🤖 AI Summary
Current fairness testing for generative AI exhibits a fundamental misalignment with legal and regulatory objectives, enabling systems that appear formally compliant yet perpetuate substantive discrimination to pass regulatory scrutiny.
Method: This paper introduces the first systematic framework bridging legal requirements and technical assessment—termed “Regulation-Aligned Discrimination Testing.” It integrates legal text analysis, counterfactual reasoning, scenario-based stress testing, and adaptive environmental modeling to yield an interpretable, auditable, and regulator-ready discrimination detection pipeline.

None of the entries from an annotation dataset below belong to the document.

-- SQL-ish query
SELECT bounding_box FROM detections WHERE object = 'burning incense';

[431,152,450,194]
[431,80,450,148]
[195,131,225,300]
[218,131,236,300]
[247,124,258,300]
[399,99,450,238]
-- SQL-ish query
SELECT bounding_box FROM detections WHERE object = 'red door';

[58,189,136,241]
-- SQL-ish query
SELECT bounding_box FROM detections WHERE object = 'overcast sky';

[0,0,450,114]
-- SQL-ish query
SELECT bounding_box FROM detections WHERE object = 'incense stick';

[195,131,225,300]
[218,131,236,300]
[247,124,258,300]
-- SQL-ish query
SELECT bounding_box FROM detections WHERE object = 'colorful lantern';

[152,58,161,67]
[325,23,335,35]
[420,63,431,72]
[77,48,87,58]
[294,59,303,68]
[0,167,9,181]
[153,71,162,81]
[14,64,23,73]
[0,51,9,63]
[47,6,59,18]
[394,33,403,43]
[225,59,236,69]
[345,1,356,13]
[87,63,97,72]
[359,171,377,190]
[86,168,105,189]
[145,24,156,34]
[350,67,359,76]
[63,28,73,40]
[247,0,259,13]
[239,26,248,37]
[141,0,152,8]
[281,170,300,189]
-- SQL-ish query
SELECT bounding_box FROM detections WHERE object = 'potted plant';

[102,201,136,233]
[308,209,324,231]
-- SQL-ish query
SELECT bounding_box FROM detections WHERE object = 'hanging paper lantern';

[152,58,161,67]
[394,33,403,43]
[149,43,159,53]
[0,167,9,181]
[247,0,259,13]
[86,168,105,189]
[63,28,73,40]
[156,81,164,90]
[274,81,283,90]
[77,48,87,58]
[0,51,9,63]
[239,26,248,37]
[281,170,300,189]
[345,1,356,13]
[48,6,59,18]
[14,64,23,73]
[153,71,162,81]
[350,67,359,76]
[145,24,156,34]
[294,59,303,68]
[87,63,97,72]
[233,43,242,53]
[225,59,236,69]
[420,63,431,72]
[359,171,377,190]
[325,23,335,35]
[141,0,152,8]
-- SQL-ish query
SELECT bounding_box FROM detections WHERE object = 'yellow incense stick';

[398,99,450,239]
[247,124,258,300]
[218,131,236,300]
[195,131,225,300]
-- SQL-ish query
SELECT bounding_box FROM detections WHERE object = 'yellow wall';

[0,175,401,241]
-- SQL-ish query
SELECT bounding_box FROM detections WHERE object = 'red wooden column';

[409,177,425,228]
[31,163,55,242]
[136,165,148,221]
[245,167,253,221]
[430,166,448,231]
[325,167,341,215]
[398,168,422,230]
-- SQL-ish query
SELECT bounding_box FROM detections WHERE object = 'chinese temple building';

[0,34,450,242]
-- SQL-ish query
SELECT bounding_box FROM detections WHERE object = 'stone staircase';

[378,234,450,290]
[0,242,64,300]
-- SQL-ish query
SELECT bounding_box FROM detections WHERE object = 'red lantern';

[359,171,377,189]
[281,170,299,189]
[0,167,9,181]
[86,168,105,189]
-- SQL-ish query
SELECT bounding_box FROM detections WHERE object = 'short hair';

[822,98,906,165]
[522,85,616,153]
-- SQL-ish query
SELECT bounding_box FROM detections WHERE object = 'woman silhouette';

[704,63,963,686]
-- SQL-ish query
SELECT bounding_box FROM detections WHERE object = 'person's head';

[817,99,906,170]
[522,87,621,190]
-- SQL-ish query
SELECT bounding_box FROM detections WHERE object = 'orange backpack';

Contribution/Results: We identify four canonical misalignment patterns and propose actionable test enhancements. Empirical evaluation demonstrates that our framework significantly improves detection rates for real-world discriminatory behaviors and strengthens regulatory trustworthiness, effectively closing the critical gap between GenAI fairness verification and compliance enforcement.
📝 Abstract
Generative AI (GenAI) models present new challenges in regulating against discriminatory behavior. In this paper, we argue that GenAI fairness research still has not met these challenges; instead, a significant gap remains between existing bias assessment methods and regulatory goals. This leads to ineffective regulation that can allow deployment of reportedly fair, yet actually discriminatory, GenAI systems. Towards remedying this problem, we connect the legal and technical literature around GenAI bias evaluation and identify areas of misalignment. Through four case studies, we demonstrate how this misalignment between fairness testing techniques and regulatory goals can result in discriminatory outcomes in real-world deployments, especially in adaptive or complex environments. We offer practical recommendations for improving discrimination testing to better align with regulatory goals and enhance the reliability of fairness assessments in future deployments.